Now two new studies in the Archives of Pediatrics and Adolescent Medicine say that many very young children are watching TV regularly and teens who watch too much TV are more likely to be poor students.
The first study finds that 40 percent of infants are regular TV watchers by the time they are 3 months old. By the time they are 2 years old, 90 percent of children regularly watch TV. In most cases, it doesn't seem to be a matter of parents using the TV as a surrogate babysitter, but rather parents truly believe that shows aimed at tots will somehow expand their minds, language skills and cognitive abilities, the study found.
"It's easy to assume that many parents are so occupied by chores, or attention they need to pay to their other kids, that they turn the TV into a second babysitter," The Early Show medical correspondent Dr. Emily Senay said. "But that's not what the numbers show."
Yet studies have never proved that television shows help a child learn.
"There's no hard evidence one way or the other for kids so young, but the American Academy of Pediatrics has made its expert opinion clear," Dr. Senay said. "It urges parents to discourage TV viewing for children younger than 2. The Academy says it's much better for a child's development to talk to the child, or to play sing and read together. It also says even when they're older, kids should not have televisions in their bedrooms."
The second study found that 14-year-olds who watch more than three hours of TV a day are far more likely to have a negative attitude toward school, skip homework and to have trouble paying attention than kids who watch one hour or less a day. In turn, kids in that group are less likely to go to college.
"That study surveyed more than 600 families with grown children ... and the association with bad outcomes appeared to be profound," Dr. Senay said. "However, the study found that many kids who drastically cut their television viewing had sharp turnarounds for the better."
But Dr. Senay said that the damage can be undone. If the children who watch more than three hours of television drastically cut their viewing time, they greatly improve their chances of going to college.

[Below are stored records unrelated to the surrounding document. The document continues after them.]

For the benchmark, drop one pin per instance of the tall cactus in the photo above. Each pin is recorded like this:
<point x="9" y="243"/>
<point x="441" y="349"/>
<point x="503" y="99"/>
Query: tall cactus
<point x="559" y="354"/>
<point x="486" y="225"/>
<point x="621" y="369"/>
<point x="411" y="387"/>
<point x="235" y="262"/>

"That's a good indication that parents who clamp down on the TV viewing — or maybe even better — teenagers who realize they're watching too much and cut back the hours on their own, can really improve academic performance," Dr. Senay said. "And given the vast differences in the job market between college graduates and people who didn't get past high school, the lead researcher says the decision to cut back before it's too late can ultimately have a profound effect on a young person's life."